Como eu posso dizer isso, se sequer tenho namorada? Ou talvez eu seja um desses ingênuos que têm uma mulher e ela apenas não sabe. Ora, “minha mulher” pode ser a mulher ideal do mundo das ideias de Platão — e não precisa existir na vida real.
Aconteceu que eu tenho a sorte de já ter encontrado a minha. E ela existe. É indiferente eu ser o homem dela também. Se ela me ama reciprocamente ou não. O que meu amor por ela — minha idealização dela — tem a ver com os sentimentos dela por mim? O sentimento do outro é do outro. O meu, são meus.
Igualmente inconclusivo é o termo “mulher gostosa”. O biotipo tradicional da mulher gostosa não me agrada. Gostosa, pra mim, é a mulher agradável: um abraço, uma personalidade, um sorriso, uma ideia.
A mulher que eu gosto não é de parar o trânsito.
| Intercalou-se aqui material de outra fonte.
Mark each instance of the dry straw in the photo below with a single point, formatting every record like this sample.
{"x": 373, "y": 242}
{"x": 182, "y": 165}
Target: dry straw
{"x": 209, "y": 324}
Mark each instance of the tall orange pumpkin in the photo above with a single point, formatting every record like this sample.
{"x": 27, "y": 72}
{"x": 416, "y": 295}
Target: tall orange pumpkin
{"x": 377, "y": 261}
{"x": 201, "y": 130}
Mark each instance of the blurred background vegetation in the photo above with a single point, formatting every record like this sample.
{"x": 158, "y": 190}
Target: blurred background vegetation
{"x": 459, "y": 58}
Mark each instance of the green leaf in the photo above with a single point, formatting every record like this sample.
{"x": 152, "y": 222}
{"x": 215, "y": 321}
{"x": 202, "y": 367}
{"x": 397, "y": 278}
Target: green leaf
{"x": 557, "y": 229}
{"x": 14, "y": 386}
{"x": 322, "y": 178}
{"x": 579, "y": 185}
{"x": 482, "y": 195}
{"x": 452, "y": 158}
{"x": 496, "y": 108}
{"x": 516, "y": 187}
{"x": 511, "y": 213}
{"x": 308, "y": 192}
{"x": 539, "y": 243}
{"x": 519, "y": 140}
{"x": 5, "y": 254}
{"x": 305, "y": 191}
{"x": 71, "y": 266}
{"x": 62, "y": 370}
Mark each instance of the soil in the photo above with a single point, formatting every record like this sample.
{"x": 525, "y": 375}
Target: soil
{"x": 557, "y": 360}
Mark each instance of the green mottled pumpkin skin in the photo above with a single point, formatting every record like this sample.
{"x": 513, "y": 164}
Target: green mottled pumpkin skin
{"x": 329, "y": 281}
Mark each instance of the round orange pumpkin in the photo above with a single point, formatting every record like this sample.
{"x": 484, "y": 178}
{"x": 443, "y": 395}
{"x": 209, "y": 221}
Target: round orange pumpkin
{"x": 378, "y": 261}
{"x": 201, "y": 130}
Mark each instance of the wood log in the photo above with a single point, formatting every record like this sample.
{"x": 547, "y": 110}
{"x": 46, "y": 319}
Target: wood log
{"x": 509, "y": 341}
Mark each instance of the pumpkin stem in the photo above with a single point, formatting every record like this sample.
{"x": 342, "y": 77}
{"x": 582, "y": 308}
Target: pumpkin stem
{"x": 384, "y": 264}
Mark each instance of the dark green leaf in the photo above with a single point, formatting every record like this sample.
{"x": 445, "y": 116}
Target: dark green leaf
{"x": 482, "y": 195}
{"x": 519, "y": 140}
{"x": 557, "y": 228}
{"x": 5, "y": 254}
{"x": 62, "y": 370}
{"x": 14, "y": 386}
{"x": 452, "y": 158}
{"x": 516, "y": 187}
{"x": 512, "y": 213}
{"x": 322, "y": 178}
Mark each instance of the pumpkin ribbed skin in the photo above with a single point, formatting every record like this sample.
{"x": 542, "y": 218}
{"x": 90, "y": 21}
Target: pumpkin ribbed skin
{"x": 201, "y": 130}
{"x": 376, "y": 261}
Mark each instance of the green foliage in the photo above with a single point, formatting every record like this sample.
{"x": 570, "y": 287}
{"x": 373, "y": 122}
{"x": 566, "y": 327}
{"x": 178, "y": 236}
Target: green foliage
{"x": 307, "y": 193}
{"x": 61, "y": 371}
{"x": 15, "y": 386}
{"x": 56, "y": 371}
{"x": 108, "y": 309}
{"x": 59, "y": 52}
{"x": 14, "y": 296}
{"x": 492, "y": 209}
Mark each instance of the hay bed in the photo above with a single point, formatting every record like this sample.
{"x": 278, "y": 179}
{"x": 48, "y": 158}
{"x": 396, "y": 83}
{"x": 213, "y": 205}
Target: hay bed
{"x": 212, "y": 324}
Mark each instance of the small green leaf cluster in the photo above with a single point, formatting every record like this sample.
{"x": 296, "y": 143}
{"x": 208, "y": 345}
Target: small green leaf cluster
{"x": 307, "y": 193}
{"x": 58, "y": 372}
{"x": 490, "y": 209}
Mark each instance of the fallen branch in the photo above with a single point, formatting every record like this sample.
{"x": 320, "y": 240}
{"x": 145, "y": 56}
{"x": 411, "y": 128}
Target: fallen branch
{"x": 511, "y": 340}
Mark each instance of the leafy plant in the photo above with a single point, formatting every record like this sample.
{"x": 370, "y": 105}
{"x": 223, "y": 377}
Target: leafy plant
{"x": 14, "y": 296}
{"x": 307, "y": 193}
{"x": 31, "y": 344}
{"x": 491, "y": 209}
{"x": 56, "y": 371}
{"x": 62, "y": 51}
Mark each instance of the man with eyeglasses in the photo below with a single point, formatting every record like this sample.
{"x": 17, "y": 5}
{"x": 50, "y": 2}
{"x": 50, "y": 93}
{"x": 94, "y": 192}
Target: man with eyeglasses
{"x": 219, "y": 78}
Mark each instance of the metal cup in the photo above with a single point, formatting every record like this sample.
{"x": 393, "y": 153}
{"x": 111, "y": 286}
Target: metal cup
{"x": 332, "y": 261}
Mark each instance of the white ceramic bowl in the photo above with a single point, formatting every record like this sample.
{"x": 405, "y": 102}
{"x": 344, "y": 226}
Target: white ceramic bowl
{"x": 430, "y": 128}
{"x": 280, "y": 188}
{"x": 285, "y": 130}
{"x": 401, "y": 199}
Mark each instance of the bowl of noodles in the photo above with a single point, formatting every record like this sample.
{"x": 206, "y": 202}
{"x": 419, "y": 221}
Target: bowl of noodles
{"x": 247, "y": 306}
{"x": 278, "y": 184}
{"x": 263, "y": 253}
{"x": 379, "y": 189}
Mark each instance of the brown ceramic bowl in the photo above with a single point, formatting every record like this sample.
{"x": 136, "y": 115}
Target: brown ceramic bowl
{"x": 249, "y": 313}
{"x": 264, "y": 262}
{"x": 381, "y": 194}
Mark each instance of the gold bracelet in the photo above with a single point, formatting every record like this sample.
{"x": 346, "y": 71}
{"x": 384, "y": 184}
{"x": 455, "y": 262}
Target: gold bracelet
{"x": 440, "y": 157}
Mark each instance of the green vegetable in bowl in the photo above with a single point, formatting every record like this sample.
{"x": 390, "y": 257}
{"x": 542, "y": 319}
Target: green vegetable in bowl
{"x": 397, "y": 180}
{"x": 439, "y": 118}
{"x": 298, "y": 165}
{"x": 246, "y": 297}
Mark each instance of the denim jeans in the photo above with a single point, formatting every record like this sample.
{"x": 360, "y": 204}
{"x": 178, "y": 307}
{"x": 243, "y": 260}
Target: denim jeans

Gostosa? Sim — mas pra mim.
Eu sempre digo que ela é mais bonita que eu. Contudo, quando chego em um ambiente social — na academia, por exemplo — não sei se é pela aparência, presença, personalidade ou elegância… mas, atualmente, meu físico chama atenção. E é comum eu perceber olhares de aprovação.
A pessoa que amo, apesar de ser muito, muito bonita, talvez nem se destacasse diante de tanta beleza física e de rosto que vejo diariamente. Ela talvez passasse despercebida em benefício de um corpo, mas não pra mim.
A aura, a elegância, o rosto, o que a pessoa comunica — ou deixa de comunicar — tudo isso faz de uma mulher verdadeiramente gostosa.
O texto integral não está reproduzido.